The finding is the latest in a series of related discoveries in the field of social genomics. In 2007, John Cacioppo, a professor of psychology and behavioral neuroscience at the University of Chicago, and Steve Cole, a professor of medicine at the University of California, Los Angeles, among others, identified a link between loneliness and how genes express themselves. In a small study, since repeated in larger trials, they compared blood samples from six people who felt socially isolated with samples from eight who didn’t. Among the lonely participants, the function of the genome had changed in such a way that the risk of inflammatory diseases increased and antiviral response diminished. It appeared that the brains of these subjects were wired to equate loneliness with danger, and to switch the body into a defensive state. In historical and evolutionary terms, Cacioppo suggested, this reaction could be a good thing, since it helps immune cells reach infections and encourages wounds to heal. But it is no way to live. Inflammation promotes the growth of cancer cells and the development of plaque in the arteries. It leads to the disabling of brain cells, which raises susceptibility to neurodegenerative disease. In effect, according to Cole, the stress reaction requires “mortgaging our long-term health in favor of our short-term survival.” Our bodies, he concluded, are “programmed to turn misery into death.”

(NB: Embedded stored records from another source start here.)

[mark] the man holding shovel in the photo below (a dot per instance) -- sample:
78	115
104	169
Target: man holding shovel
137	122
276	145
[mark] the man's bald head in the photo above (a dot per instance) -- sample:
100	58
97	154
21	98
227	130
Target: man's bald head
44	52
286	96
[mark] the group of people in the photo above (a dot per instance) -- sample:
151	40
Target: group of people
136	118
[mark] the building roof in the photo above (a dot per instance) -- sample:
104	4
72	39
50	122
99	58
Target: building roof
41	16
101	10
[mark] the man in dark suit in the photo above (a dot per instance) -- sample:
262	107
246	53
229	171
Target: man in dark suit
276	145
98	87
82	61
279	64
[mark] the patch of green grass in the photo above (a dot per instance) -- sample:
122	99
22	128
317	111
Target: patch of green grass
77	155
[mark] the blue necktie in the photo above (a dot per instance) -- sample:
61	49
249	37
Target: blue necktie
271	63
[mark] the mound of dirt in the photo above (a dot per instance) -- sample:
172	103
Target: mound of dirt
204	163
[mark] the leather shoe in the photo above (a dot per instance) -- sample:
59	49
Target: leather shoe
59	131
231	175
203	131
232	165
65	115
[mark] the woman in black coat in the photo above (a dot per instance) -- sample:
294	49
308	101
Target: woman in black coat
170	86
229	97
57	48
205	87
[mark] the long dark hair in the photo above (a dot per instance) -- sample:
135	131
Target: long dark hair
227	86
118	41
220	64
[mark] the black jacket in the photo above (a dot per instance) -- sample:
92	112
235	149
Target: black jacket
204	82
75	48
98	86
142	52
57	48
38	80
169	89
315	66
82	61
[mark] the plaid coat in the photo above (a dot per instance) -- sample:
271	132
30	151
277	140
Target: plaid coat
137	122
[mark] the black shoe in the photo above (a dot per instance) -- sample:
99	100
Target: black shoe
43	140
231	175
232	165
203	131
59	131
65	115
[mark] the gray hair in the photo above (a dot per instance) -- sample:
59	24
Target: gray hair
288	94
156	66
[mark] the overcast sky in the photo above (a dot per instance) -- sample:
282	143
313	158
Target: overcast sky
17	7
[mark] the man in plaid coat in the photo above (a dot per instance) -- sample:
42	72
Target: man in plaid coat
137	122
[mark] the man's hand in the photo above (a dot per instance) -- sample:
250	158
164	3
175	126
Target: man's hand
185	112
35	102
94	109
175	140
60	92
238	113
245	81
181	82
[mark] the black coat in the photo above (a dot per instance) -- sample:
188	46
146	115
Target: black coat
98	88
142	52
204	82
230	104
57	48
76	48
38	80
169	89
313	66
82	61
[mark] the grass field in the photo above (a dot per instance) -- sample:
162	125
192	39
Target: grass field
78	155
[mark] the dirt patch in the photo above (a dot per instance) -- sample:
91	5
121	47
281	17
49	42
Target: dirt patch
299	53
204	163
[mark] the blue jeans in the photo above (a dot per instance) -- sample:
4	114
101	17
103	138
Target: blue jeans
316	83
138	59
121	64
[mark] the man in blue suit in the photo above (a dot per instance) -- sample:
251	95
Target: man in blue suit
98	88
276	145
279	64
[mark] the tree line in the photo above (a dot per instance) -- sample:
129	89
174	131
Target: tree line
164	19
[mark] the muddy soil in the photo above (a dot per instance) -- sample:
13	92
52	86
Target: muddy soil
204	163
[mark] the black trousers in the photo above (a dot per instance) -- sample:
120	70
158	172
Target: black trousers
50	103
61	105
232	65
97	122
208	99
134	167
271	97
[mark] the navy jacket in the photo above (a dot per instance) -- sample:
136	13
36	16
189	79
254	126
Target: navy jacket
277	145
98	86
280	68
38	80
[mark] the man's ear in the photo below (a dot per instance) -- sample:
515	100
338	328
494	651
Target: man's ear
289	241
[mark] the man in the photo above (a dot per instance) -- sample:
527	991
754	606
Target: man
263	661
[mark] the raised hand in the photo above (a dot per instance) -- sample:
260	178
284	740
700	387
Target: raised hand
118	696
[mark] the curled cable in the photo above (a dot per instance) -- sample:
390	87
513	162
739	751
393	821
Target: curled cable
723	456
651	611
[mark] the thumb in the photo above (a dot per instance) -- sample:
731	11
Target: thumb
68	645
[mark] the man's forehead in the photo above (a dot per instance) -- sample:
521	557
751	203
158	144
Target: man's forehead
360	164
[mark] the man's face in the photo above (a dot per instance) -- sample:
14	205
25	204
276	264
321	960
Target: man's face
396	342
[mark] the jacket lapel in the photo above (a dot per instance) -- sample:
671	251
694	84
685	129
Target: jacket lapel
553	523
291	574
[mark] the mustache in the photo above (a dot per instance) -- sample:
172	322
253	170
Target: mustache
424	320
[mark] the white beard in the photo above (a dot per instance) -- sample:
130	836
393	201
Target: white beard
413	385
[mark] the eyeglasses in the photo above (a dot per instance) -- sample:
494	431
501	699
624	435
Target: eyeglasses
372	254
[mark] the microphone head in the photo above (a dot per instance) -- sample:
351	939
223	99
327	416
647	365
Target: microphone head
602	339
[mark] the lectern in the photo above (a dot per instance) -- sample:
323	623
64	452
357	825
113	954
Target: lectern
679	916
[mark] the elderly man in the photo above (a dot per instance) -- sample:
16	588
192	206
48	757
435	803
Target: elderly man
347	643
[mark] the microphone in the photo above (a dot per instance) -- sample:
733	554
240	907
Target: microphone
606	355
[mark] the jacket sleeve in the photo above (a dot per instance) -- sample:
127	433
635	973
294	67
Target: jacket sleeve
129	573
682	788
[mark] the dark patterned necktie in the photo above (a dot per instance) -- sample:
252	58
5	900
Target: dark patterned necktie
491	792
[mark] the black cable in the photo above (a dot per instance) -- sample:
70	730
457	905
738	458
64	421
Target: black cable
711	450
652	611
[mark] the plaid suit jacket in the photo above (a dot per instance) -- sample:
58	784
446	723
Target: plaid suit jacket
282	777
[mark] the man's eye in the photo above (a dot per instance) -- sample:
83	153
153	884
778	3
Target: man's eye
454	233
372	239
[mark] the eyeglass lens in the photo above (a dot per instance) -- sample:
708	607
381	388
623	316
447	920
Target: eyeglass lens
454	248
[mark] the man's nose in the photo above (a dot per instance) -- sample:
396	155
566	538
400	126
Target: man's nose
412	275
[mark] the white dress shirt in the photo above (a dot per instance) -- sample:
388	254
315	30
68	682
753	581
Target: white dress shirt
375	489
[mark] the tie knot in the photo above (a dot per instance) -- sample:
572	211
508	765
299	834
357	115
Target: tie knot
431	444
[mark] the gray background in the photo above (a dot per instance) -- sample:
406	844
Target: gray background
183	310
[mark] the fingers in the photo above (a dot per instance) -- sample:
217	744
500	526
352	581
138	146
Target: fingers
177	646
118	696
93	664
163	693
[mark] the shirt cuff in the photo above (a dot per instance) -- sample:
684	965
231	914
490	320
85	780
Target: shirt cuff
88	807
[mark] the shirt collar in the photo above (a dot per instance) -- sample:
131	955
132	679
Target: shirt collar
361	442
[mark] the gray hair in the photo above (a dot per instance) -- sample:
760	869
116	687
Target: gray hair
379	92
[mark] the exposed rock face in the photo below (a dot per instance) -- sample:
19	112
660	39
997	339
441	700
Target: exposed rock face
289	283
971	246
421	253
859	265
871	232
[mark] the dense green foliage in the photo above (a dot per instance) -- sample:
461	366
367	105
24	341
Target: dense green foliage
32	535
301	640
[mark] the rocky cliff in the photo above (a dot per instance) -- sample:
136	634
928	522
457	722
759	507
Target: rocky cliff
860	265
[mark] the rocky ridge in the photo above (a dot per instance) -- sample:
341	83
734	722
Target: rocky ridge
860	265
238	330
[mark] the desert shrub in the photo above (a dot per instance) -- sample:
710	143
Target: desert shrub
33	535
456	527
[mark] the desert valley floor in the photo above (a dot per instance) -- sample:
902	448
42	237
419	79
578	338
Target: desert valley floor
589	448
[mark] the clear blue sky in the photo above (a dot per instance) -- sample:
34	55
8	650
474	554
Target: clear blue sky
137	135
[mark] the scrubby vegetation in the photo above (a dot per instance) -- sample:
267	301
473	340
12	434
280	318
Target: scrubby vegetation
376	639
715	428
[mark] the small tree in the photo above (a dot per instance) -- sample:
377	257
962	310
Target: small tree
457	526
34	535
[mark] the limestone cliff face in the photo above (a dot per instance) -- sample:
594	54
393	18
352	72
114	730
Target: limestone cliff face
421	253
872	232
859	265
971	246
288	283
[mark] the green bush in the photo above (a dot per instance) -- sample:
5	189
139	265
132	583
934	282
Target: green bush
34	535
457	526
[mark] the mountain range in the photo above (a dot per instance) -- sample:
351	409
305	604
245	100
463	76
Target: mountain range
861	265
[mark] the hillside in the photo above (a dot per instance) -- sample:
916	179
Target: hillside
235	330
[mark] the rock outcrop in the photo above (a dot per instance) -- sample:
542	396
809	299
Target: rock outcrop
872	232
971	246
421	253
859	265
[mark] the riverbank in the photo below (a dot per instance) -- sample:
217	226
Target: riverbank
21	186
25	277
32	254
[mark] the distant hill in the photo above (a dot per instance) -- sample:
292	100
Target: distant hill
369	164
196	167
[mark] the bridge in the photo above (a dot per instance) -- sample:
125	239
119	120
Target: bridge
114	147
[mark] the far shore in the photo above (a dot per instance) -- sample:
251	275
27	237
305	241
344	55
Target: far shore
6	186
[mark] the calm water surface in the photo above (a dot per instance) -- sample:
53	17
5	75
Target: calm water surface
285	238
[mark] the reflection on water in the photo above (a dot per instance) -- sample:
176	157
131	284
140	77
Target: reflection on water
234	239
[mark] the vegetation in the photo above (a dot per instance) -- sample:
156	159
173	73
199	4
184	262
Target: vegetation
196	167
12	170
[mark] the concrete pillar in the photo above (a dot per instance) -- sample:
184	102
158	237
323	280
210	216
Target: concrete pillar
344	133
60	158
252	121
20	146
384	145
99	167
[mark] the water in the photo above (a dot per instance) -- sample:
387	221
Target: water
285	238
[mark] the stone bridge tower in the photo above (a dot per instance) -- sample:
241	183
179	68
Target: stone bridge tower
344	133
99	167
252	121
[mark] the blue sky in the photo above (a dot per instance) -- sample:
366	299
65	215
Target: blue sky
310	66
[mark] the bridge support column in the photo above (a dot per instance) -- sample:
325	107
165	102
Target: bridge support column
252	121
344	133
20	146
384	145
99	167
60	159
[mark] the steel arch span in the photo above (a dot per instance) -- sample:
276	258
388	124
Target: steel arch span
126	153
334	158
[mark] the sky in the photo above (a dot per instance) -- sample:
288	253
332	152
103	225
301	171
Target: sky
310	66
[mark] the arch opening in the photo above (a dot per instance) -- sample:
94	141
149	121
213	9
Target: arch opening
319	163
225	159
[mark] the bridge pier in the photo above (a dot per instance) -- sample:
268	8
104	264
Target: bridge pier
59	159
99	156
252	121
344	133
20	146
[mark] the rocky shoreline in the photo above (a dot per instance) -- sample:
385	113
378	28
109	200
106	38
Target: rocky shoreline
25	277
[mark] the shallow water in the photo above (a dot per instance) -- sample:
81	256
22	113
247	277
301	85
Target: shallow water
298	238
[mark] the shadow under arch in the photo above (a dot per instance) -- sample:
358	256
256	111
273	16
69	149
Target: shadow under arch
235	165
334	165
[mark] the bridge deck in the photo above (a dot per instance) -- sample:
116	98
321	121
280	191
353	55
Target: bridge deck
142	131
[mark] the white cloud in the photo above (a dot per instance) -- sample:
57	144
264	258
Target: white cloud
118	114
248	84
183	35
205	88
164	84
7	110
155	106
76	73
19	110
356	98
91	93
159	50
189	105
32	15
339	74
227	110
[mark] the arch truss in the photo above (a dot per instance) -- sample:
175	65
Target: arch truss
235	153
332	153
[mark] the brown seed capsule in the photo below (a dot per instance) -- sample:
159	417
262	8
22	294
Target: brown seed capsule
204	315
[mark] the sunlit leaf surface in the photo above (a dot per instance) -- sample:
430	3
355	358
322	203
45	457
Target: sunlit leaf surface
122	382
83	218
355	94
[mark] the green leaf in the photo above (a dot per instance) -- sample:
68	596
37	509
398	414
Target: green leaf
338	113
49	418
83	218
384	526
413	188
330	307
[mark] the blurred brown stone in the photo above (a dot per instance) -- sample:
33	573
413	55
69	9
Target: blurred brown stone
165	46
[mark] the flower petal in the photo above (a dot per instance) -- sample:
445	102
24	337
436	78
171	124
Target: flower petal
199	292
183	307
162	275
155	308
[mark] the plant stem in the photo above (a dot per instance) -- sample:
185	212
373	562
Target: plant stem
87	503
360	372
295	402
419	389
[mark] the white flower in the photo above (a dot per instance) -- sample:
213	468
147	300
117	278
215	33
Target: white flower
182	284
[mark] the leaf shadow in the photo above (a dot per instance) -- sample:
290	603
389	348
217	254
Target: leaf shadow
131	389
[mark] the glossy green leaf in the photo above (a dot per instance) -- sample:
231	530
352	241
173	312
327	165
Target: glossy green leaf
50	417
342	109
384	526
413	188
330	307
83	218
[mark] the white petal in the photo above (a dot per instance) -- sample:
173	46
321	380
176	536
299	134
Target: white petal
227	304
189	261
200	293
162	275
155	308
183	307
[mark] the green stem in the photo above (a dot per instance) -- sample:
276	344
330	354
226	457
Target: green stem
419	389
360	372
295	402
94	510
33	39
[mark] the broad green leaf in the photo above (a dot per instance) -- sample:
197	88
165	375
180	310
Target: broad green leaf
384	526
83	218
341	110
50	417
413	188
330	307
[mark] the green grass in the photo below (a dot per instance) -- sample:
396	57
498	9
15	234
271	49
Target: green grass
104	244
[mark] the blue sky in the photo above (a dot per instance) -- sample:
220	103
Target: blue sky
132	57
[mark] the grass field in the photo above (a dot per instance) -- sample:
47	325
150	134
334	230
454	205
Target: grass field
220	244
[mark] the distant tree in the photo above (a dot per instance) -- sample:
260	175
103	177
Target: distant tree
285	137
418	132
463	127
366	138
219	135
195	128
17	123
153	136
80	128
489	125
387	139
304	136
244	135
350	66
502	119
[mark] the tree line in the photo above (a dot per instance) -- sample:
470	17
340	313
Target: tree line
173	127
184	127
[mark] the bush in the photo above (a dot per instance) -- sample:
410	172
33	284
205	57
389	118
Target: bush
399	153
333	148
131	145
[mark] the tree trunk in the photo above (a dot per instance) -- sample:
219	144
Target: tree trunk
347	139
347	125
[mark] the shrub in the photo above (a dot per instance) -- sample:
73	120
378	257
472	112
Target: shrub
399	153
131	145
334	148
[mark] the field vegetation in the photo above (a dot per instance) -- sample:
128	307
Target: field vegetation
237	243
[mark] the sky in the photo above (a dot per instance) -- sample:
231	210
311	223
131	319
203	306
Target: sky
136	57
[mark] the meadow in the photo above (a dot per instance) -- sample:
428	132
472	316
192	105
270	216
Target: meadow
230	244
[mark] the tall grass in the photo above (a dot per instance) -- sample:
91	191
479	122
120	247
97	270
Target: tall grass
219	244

In early 2010, Cole spoke about his work at a conference in Las Vegas. Among the audience members was Barbara Fredrickson, a noted positive psychologist from the University of North Carolina at Chapel Hill, who had attended graduate school with Cole. His talk made her wonder: If stressful states, including loneliness, caused the genome to respond in a damaging way, might sustained positive experiences have the opposite result? “Eudaemonic and hedonic aspects of well-being had previously been linked to longevity, so the possibility of finding beneficial effects seemed plausible,” Fredrickson told me. The day after the conference, she sent Cole an e-mail, and by autumn of that year they had secured funding for a collaborative project. Fredrickson’s team would profile a group of participants, using questionnaires to determine their happiness style, then draw a small sample of their blood. Cole would analyze the samples and see what patterns, if any, emerged.